Birds Inherited Their Nesting Habits From Dinosaurs
Advanced theropods like the maniraptorans, featured high porosity eggshells, suggesting that they laid and incubated their eggs in open nests in the similar fashion as their most closely related living birds.
A research by University of Calgary PhD student sheds light on how dinosaur nesting styles evolved potentially explaining the evolutionary success of current brooding birds.
It’s tough to determine habits of animals from millions of years ago, but scientists found that birds inherited their nesting habits from dinosaurs. In the past, this lack of data has made working with dinosaur eggs and eggshells extremely hard to determine how dinosaurs built their nests and how the eggs were incubated for hatching young.
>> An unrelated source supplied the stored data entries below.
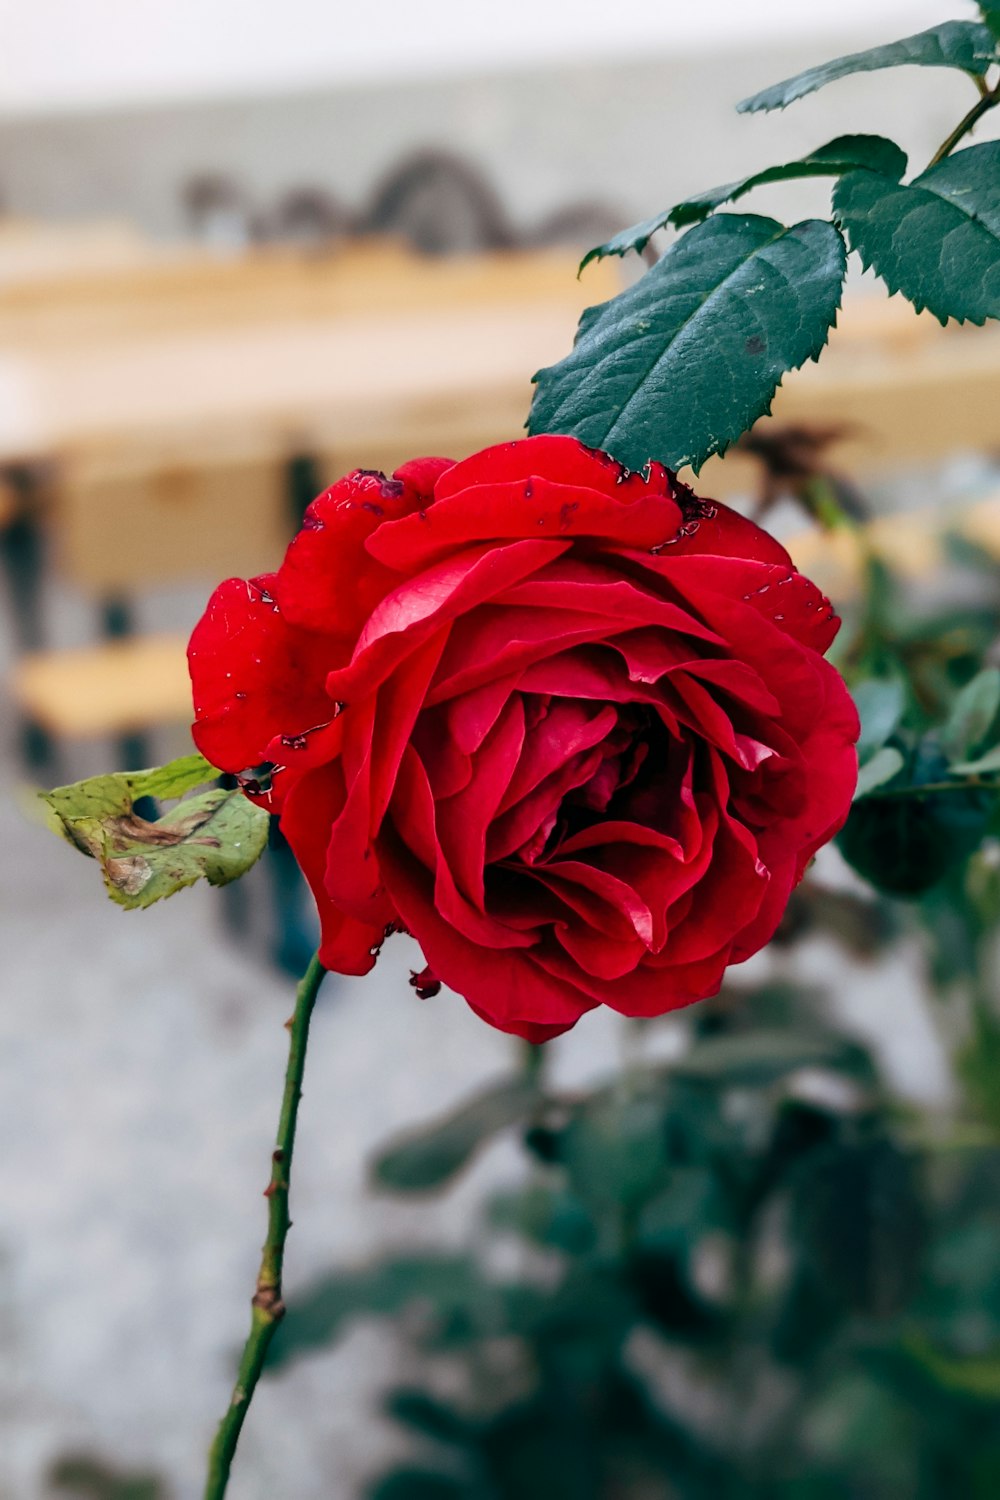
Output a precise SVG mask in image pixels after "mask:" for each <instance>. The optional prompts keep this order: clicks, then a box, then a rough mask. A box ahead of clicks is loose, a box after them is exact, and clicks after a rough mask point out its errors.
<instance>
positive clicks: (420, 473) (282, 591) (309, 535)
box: [273, 459, 451, 667]
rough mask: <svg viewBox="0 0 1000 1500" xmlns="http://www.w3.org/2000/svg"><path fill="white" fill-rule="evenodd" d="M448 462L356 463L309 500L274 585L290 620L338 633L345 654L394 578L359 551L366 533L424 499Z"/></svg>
mask: <svg viewBox="0 0 1000 1500" xmlns="http://www.w3.org/2000/svg"><path fill="white" fill-rule="evenodd" d="M448 468H451V462H450V459H418V460H415V462H412V463H405V465H403V468H400V469H397V471H396V474H394V475H393V477H391V478H387V477H385V474H379V472H373V471H367V469H355V471H354V472H352V474H348V475H346V477H345V478H342V480H337V483H336V484H333V486H331V487H330V489H327V490H324V492H322V495H319V496H318V498H316V499H313V502H312V504H310V505H309V508H307V510H306V514H304V517H303V523H301V531H300V532H298V535H297V537H294V538H292V541H291V543H289V547H288V552H286V553H285V561H283V562H282V565H280V568H279V570H277V574H276V577H274V585H273V591H274V597H276V598H277V601H279V603H280V606H282V609H283V612H285V615H286V618H288V619H289V621H291V624H294V625H301V627H303V628H306V630H322V631H325V633H328V634H331V636H339V637H343V640H345V642H346V648H345V651H343V657H345V660H346V657H348V655H349V654H351V645H352V643H354V639H355V637H357V633H358V631H360V628H361V625H363V624H364V621H366V619H367V616H369V613H370V612H372V609H373V607H375V604H376V603H378V601H379V598H382V595H384V594H385V592H388V589H390V588H391V586H393V583H394V582H396V580H394V579H393V576H391V573H388V571H387V570H385V568H379V567H376V565H373V564H372V562H370V561H369V559H367V558H366V556H364V550H363V549H364V543H366V540H367V538H369V537H370V535H372V532H373V531H378V529H379V528H381V526H382V525H384V523H385V522H390V520H397V519H399V517H400V516H406V514H409V511H414V510H420V508H423V507H424V505H429V504H430V501H432V496H433V484H435V480H436V478H438V475H439V474H442V472H444V471H445V469H448ZM333 666H334V661H333V660H331V661H330V667H333Z"/></svg>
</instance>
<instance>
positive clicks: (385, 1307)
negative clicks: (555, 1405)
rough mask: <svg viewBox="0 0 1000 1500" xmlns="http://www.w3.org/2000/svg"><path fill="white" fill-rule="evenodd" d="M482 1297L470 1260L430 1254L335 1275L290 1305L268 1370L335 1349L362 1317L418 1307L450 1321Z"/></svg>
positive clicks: (273, 1347)
mask: <svg viewBox="0 0 1000 1500" xmlns="http://www.w3.org/2000/svg"><path fill="white" fill-rule="evenodd" d="M483 1298H484V1292H483V1281H481V1278H480V1274H478V1271H477V1268H475V1265H474V1262H471V1260H469V1259H468V1257H466V1256H445V1254H438V1253H435V1251H429V1253H427V1254H426V1256H400V1257H399V1259H394V1260H379V1262H375V1263H373V1265H369V1266H364V1268H360V1269H349V1268H348V1269H343V1271H337V1272H333V1274H331V1275H327V1277H321V1278H319V1280H316V1281H315V1283H313V1284H312V1286H310V1287H306V1289H304V1290H303V1292H300V1295H298V1296H297V1298H294V1299H292V1301H289V1305H288V1316H286V1317H285V1320H283V1323H282V1329H280V1335H279V1338H277V1340H276V1343H274V1346H273V1350H271V1355H270V1358H268V1365H270V1367H271V1368H273V1367H276V1365H282V1364H286V1362H288V1361H291V1359H297V1358H298V1356H300V1355H304V1353H307V1352H310V1350H313V1349H322V1347H325V1346H327V1344H331V1343H333V1341H334V1340H337V1338H340V1335H342V1332H343V1331H345V1328H348V1326H349V1325H351V1323H352V1322H355V1320H357V1319H360V1317H397V1316H399V1314H400V1313H402V1311H405V1310H406V1308H408V1307H411V1305H412V1304H414V1302H418V1304H423V1305H426V1307H427V1308H432V1310H433V1313H435V1314H436V1317H439V1319H441V1320H442V1322H447V1320H448V1319H454V1317H462V1316H465V1314H466V1313H468V1310H469V1308H472V1307H475V1305H478V1304H481V1302H483Z"/></svg>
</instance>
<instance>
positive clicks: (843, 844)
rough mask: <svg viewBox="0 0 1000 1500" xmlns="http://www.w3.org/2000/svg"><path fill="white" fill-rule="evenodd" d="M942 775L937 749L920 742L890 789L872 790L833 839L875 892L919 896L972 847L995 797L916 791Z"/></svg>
mask: <svg viewBox="0 0 1000 1500" xmlns="http://www.w3.org/2000/svg"><path fill="white" fill-rule="evenodd" d="M948 775H949V766H948V762H946V760H945V756H943V754H942V751H940V748H939V747H937V745H936V744H934V742H933V741H931V739H925V741H922V742H921V744H919V745H918V747H916V750H915V751H913V753H912V754H910V759H909V762H907V765H906V778H901V777H900V775H897V778H895V780H894V783H892V787H886V790H885V792H883V790H882V789H880V787H876V789H874V790H871V792H870V793H868V795H867V796H864V798H862V799H861V801H858V802H855V804H853V807H852V810H850V816H849V819H847V823H846V825H844V828H843V829H841V832H840V834H838V840H837V841H838V844H840V849H841V852H843V855H844V858H846V859H847V862H849V864H852V865H853V867H855V870H858V873H859V874H864V877H865V879H867V880H871V883H873V885H874V886H876V888H877V889H880V891H888V892H891V894H892V895H921V894H922V892H924V891H930V889H931V886H933V885H936V883H937V882H939V880H940V879H942V877H943V876H945V874H948V871H949V870H951V868H954V867H955V865H958V864H960V862H961V861H963V859H967V858H969V855H970V853H972V852H973V850H975V849H976V847H978V846H979V843H981V840H982V837H984V834H985V832H987V828H988V825H990V816H991V811H993V807H994V802H996V793H993V792H990V790H982V789H978V787H969V789H966V787H963V786H955V789H954V790H952V789H951V787H949V789H946V790H931V792H924V790H922V787H924V786H937V784H940V783H946V781H948ZM901 793H906V795H901Z"/></svg>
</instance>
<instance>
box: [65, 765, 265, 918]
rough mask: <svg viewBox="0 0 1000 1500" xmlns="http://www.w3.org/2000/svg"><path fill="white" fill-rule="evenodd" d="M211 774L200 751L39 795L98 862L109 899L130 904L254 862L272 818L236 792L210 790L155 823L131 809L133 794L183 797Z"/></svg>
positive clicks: (210, 769) (134, 908) (208, 879)
mask: <svg viewBox="0 0 1000 1500" xmlns="http://www.w3.org/2000/svg"><path fill="white" fill-rule="evenodd" d="M216 775H217V772H216V771H214V768H213V766H210V765H208V762H207V760H205V759H204V757H202V756H199V754H192V756H184V757H183V759H180V760H172V762H171V763H169V765H165V766H156V768H153V769H150V771H118V772H114V774H111V775H94V777H90V778H88V780H85V781H76V783H73V784H72V786H57V787H54V789H52V790H51V792H40V793H39V796H40V798H42V802H43V804H45V807H46V808H48V816H49V819H55V820H57V823H58V828H60V831H61V832H63V835H64V837H66V838H69V841H70V843H73V844H75V846H76V847H78V849H79V850H82V853H87V855H90V856H91V858H94V859H97V862H99V864H100V870H102V873H103V879H105V886H106V889H108V894H109V895H111V898H112V900H114V901H117V903H118V906H124V907H129V909H135V907H141V906H151V904H153V901H159V900H162V898H163V897H166V895H172V894H174V892H175V891H180V889H183V888H184V886H186V885H193V883H195V880H198V879H202V877H204V879H207V880H208V883H210V885H226V883H228V882H229V880H235V879H238V877H240V876H241V874H244V873H246V871H247V870H249V868H250V865H252V864H255V861H256V859H259V856H261V853H262V852H264V847H265V844H267V828H268V822H270V819H268V814H267V811H265V810H264V808H259V807H255V805H253V804H252V802H249V801H247V799H246V796H243V793H241V792H238V790H228V789H223V787H213V790H210V792H201V793H199V795H198V796H189V798H186V799H184V801H181V802H178V804H177V807H174V808H171V810H169V811H168V813H163V816H162V817H157V819H156V820H154V822H147V819H145V817H139V816H138V814H136V813H135V810H133V805H135V802H136V801H138V799H139V798H144V796H153V798H175V796H181V795H183V793H184V792H189V790H190V789H192V787H196V786H204V783H205V781H207V780H210V778H213V777H216Z"/></svg>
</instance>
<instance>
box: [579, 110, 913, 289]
mask: <svg viewBox="0 0 1000 1500" xmlns="http://www.w3.org/2000/svg"><path fill="white" fill-rule="evenodd" d="M855 166H870V168H871V169H873V171H877V172H883V174H885V175H886V177H894V175H895V180H897V181H898V180H900V178H901V177H903V174H904V171H906V151H904V150H901V147H898V145H897V144H895V141H888V139H886V138H885V135H838V136H837V139H835V141H828V142H826V145H819V147H817V148H816V150H814V151H810V153H808V154H807V156H801V157H798V159H796V160H793V162H783V163H781V165H778V166H766V168H763V171H759V172H753V174H751V175H750V177H739V178H736V181H732V183H724V184H723V186H721V187H709V189H708V190H706V192H700V193H694V195H693V196H691V198H685V199H684V201H682V202H676V204H675V205H673V207H672V208H664V210H663V213H658V214H654V217H652V219H643V222H642V223H633V225H631V226H630V228H628V229H621V231H619V233H618V234H615V236H613V237H612V239H610V240H607V242H606V243H604V245H597V246H595V248H594V249H592V251H588V252H586V255H585V257H583V260H582V261H580V270H585V269H586V267H588V266H589V264H591V261H598V260H604V257H607V255H628V254H630V251H633V252H634V254H636V255H642V252H643V251H645V249H646V246H648V245H649V240H651V239H652V237H654V234H655V233H657V231H658V229H666V226H667V225H670V223H672V225H675V228H684V226H685V225H688V223H700V222H702V219H706V217H708V216H709V213H714V211H715V210H717V208H721V207H723V204H726V202H735V201H736V199H738V198H742V196H744V195H745V193H748V192H751V190H753V189H754V187H765V186H766V184H768V183H780V181H789V180H790V178H798V177H838V175H840V174H841V172H849V171H852V169H853V168H855Z"/></svg>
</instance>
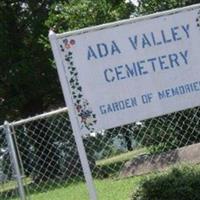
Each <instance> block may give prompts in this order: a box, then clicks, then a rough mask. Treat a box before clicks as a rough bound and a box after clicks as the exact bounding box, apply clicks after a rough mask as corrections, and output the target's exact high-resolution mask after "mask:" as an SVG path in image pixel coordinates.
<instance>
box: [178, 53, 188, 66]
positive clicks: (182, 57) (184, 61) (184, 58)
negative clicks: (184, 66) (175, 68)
mask: <svg viewBox="0 0 200 200" xmlns="http://www.w3.org/2000/svg"><path fill="white" fill-rule="evenodd" d="M180 55H181V56H182V58H183V60H184V62H185V64H186V65H187V64H188V60H187V59H188V51H187V50H185V51H184V52H182V51H181V52H180Z"/></svg>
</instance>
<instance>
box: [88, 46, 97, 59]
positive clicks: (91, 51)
mask: <svg viewBox="0 0 200 200" xmlns="http://www.w3.org/2000/svg"><path fill="white" fill-rule="evenodd" d="M92 57H93V58H95V59H97V56H96V54H95V52H94V50H93V49H92V47H91V46H89V47H88V60H90V59H91V58H92Z"/></svg>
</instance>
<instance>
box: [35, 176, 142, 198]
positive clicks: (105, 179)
mask: <svg viewBox="0 0 200 200" xmlns="http://www.w3.org/2000/svg"><path fill="white" fill-rule="evenodd" d="M140 179H141V178H140V177H135V178H128V179H123V180H122V179H121V180H112V179H104V180H95V186H96V188H97V194H98V197H99V199H100V200H129V199H130V195H131V194H132V192H133V190H134V188H136V187H137V185H138V183H139V180H140ZM88 199H89V198H88V193H87V189H86V186H85V183H76V184H74V185H68V186H67V187H63V188H58V189H55V190H50V191H47V192H44V193H35V194H32V195H31V200H88Z"/></svg>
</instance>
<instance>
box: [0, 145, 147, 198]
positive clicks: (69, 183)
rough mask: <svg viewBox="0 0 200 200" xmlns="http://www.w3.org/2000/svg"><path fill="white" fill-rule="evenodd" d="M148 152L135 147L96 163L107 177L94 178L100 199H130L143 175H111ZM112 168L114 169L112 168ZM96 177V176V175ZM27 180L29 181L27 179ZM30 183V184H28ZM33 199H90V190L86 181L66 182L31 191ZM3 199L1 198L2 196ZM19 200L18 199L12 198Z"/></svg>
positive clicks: (100, 176)
mask: <svg viewBox="0 0 200 200" xmlns="http://www.w3.org/2000/svg"><path fill="white" fill-rule="evenodd" d="M144 153H148V152H147V149H146V148H139V149H135V150H134V151H131V152H127V153H123V154H120V155H117V156H114V157H111V158H107V159H104V160H100V161H97V163H96V165H97V168H98V170H99V171H97V173H100V174H99V176H97V177H101V172H104V173H105V172H106V174H107V175H108V176H107V178H104V179H99V178H96V179H95V180H94V182H95V186H96V189H97V195H98V199H99V200H129V199H130V195H131V194H132V193H133V191H134V189H135V188H136V187H137V185H138V183H139V181H140V180H141V178H142V177H132V178H127V179H116V178H111V177H116V176H115V175H116V174H117V173H119V170H120V167H121V166H122V164H123V163H124V162H125V161H127V160H130V159H132V158H135V157H137V156H139V155H141V154H144ZM111 169H112V170H111ZM94 177H96V176H94ZM26 182H27V181H26ZM28 185H29V184H28ZM9 186H10V185H9ZM9 186H7V187H5V188H4V192H5V191H7V190H9V189H11V188H12V187H13V188H15V187H14V185H13V184H11V186H12V187H11V186H10V187H9ZM30 199H31V200H88V199H89V197H88V191H87V188H86V184H85V183H84V182H75V183H71V184H70V183H68V184H64V185H62V186H60V187H53V188H51V189H46V190H45V191H44V190H42V192H41V191H40V192H39V191H36V192H31V194H30ZM0 200H1V198H0ZM12 200H17V199H12Z"/></svg>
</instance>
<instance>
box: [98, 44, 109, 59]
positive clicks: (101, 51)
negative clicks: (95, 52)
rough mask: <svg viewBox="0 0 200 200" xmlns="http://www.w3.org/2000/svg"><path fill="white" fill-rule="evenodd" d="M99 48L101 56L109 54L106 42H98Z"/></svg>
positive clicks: (98, 51)
mask: <svg viewBox="0 0 200 200" xmlns="http://www.w3.org/2000/svg"><path fill="white" fill-rule="evenodd" d="M97 50H98V52H99V57H100V58H102V57H105V56H107V55H108V48H107V46H106V44H104V43H101V44H97Z"/></svg>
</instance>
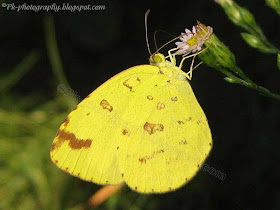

For the past number of years, researchers have been trying to figure out how dinosaurs incubated eggs.
“We were surprised that although previous studies on the eggs of oviraptorids suggested they were buried, our results reveal that their eggs were exposed similar to modern bird nests”, said Tanaka.
According to Sciencemag, Luis Chiappe, a vertebrate paleontologist at the Natural History Museum of Los Angeles County in California said that the findings are in line up other studies that suggest that some birdlike dinosaurs were warm-blooded, which would have enabled them to incubate eggs in an open nest.
The team even said that they found evidence of theropods partly burying their eggs which is why they concluded that it was only the modern birds with which open nest patterns that left eggs fully exposed begun. Study co-researcher Darla Zelenitsky, an assistant professor of paleontology at the University of Calgary in Canada said in a statement. Others built open nests on the ground, like today’s birds.
So to conduct their research, Mr. Tanaka and the research team came up with a novel solution: they compared the pores, or holes, in preserved dinosaur eggshells with those of birds and crocodiles. Given that a majority of dinosaurs – including sauropods, ornithischians, and primitive theropods – laid high porosity eggs in order to help the distribution of carbon dioxide and oxygen and simultaneously allow the escape of water vapor, it is most probable that they buried their eggs like crocodiles do. They were placed within the ground, covered by mud and vegetation, which resulted in more porous eggs.
These dinosaur shells are being studied at the University of Calgary. “However, some of the microscopic features of the eggshell, such as porosity, are preserved, and can be used to infer the types of nests in dinosaurs in the absence complete nests”.
Tanaka also explains: “Fossil eggs are more challenging to study because fossil specimens are often incomplete”. A switch from buried nests to open nesting and brooding would ensure that the eggs of advanced theropods (including birds) would be safe from ground predators, which may have played a large role in their evolutionary success. Moreover, the vegetation or the dirt covering the eggs provided an optimal temperature for the newborn.
The nesting habits of dinosaurs have baffled experts since forever, mostly due to the fact that intact dinosaur eggs and nests are a very rare encounter.